I got over my alarm clock woes, but had a fun bit of serendipity with the clock radio alarm this morning. The alarm went off just as DEVO was saying "Crack that whip!" Talk about a motivating start to the morning! "When a problem comes along, you must whip it!" And boy, do I need the whip cracked today. I have a freelance project I have to get done, and then those book revisions, and I also have revisions to do on that essay for the House book. Part of my problem with not getting work done yesterday was the fact that House wasn't on and I finally got frustrated and gave up on The Gilmore Girls. I usually do my freelance work while watching my Tuesday night TV, but without TV I worked on book revisions and forgot to do my radio scripts. Oops. I'm also almost done with my reading for judging the Rita awards. Then I have a book to read for a possible cover blurb, and then I can go back to reading for fun the things I want to read. Woo hoo!
The revisions are turning out to be challenging. I'm in two steps forward, one step back mode at the moment. I'll revise a chapter, then that night I'll think of something else to add to it, so I have to go back and do that chapter again. I'm also juggling input from both my editor and my agent, and while they generally comment on different things, there are times when they're in direct conflict. On a passage my agent highlighted as maybe being unnecessary and something I should consider cutting entirely, my editor had underlined it and written "love it!" in the margin. In those cases, I go with the one I agree with the most.
I'm also having to learn to stand up for myself better instead of just taking input. I come from a journalism and public relations background. When you're a journalist and your editor changes something in your story, unless it's a factual error and you have documentation showing that what the editor changed is wrong, you don't go protesting and refusing to make changes because you had a very specific reason for stating things that way. In public relations, the client gets final say, and when they make changes, the changes stay. But in this world, most of the edits are more suggestions. The author does have more freedom to consider and even reject suggestions. My instinct is to think, "Well, they said I have to change it." Then there's the competing instinct to get stubborn and refuse to change something because I had a very compelling reason for doing things that way, if only I could remember what it was.
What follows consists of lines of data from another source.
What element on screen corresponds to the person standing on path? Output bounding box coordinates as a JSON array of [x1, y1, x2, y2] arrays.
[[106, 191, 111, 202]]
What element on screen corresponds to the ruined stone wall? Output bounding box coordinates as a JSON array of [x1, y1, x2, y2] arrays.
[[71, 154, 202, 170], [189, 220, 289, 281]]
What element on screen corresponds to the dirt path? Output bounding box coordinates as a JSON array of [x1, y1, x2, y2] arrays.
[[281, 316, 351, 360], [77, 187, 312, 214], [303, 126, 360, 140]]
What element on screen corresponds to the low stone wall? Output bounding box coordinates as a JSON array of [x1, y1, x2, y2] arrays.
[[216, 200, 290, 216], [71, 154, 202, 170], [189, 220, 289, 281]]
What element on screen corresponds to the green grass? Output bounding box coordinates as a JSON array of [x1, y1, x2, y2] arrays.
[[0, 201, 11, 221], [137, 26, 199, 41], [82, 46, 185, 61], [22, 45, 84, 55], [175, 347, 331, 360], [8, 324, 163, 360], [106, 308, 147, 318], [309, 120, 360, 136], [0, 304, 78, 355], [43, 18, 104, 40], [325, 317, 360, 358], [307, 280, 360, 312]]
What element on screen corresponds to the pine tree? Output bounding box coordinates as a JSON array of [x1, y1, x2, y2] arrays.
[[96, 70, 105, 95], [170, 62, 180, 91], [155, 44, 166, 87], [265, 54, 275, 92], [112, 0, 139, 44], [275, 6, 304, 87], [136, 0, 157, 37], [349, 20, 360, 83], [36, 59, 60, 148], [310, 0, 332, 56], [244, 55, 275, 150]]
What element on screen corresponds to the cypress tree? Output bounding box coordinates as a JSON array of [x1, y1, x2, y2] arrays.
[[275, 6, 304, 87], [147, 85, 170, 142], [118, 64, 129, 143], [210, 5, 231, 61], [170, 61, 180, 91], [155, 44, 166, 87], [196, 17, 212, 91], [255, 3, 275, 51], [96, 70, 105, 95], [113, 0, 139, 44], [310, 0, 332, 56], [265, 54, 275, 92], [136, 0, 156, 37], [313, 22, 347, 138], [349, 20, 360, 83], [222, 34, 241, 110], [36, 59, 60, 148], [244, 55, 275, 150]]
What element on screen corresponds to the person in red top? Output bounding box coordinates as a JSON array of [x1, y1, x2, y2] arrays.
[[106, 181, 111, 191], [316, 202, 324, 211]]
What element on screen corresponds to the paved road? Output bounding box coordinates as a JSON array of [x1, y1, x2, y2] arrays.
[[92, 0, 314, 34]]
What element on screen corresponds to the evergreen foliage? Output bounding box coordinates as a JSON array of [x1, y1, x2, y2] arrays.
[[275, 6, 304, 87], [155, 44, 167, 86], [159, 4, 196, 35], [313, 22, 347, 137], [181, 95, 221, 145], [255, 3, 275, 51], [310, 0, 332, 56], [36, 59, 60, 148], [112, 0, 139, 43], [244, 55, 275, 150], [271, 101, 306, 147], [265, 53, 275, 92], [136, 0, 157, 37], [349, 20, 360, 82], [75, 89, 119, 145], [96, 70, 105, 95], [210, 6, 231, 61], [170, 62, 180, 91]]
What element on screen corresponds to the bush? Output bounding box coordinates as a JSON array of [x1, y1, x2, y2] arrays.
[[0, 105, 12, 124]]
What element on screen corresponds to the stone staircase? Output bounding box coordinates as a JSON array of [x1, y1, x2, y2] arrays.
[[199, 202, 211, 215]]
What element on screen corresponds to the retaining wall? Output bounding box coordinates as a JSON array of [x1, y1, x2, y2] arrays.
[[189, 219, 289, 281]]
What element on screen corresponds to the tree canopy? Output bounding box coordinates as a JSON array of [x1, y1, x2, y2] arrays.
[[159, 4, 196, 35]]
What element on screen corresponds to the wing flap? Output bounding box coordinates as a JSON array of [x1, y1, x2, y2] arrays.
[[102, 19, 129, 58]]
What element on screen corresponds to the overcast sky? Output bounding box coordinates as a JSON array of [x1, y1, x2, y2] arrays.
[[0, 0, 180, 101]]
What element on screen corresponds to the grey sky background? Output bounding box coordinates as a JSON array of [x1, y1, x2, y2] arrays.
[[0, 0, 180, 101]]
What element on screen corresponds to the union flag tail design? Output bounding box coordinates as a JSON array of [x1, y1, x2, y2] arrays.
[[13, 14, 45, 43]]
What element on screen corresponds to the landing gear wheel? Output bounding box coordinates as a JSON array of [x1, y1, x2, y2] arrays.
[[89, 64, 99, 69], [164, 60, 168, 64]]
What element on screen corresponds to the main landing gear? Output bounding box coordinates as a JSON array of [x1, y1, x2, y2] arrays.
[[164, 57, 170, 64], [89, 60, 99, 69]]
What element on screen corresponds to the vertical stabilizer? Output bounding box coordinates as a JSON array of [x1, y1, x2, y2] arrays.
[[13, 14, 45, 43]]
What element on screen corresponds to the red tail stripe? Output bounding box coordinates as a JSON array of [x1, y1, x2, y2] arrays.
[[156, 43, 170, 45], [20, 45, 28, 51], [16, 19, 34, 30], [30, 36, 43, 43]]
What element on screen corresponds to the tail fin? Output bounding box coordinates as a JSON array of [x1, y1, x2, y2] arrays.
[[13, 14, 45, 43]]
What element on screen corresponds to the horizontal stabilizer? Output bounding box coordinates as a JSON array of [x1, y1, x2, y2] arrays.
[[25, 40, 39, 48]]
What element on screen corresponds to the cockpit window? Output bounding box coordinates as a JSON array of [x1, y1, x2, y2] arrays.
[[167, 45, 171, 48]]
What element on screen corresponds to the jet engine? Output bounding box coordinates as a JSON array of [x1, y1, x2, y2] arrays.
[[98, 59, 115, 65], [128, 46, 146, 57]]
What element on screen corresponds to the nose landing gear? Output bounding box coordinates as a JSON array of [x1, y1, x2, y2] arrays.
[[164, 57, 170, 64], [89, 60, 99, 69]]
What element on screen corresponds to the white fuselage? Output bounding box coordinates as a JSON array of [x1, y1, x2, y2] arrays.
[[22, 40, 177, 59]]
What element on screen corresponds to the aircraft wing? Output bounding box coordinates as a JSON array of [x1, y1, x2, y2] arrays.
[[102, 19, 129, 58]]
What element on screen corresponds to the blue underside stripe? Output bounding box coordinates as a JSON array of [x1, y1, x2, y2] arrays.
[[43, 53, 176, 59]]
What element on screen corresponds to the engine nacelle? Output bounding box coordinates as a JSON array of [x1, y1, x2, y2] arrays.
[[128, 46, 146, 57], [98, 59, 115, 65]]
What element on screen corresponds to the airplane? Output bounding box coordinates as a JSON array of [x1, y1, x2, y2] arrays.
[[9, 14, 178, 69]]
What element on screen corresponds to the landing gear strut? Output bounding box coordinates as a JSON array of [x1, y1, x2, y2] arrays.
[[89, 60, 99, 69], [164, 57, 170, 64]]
What I'm trying to do now is look at the suggestion, then re-read the part in question, imagine it changed, then weigh that against the way it is. Then I'll decide what to do. In this book, there was one scene where I thought taking the suggested approach would actually be better, but then there was another where I tried playing the scene out in my head in the new way, and it didn't work, so I didn't change it. There have been times when the suggestion is flat-out wrong, mostly because the person making the suggestion missed the point, and that's usually because I need to fix something that makes that point clearer. Whenever I see one of those "Huh?" suggestions, I try to find where the confusion arose and fix that. Often, I can see where the person making suggestions is going with an idea, and then I can find my own way of carrying it out.
There's something emotionally draining about this whole process, balancing what I want against what others want and what's best for the book. Today, I get to write a whole new scene to make better use of a secondary character and to provide a punch line for a joke it seems I've been setting up throughout the book but never did anything with. Sometimes I think my subconscious has ADD. It sets something up, weaves all the hints into place, and then it gets distracted by something shiny and forgets about it so that my conscious brain has to then recognize the pattern and complete it.
Now, in other news, we have prizes! I had four advance copies of Damsel Under Stress, and would you believe, I had four people who met their writing month goals! So, Jana, Miriam, tarysande and Melody need to e-mail me with their snail mail addresses (shanna@shannaswendson.com).
But wait, there's more! I got my hands on some more copies, so I did a drawing among the people who participated and gave me their results but who didn't quite meet their goals. parke_matru, you need to send me your mailing address, too.
I may have a couple more copies, so I'll have to figure out how to give those away.
I would ask that those of you who do get these advance copies not spill spoilers. And I really don't want to see them show up on eBay before the book is released. That would make me sad.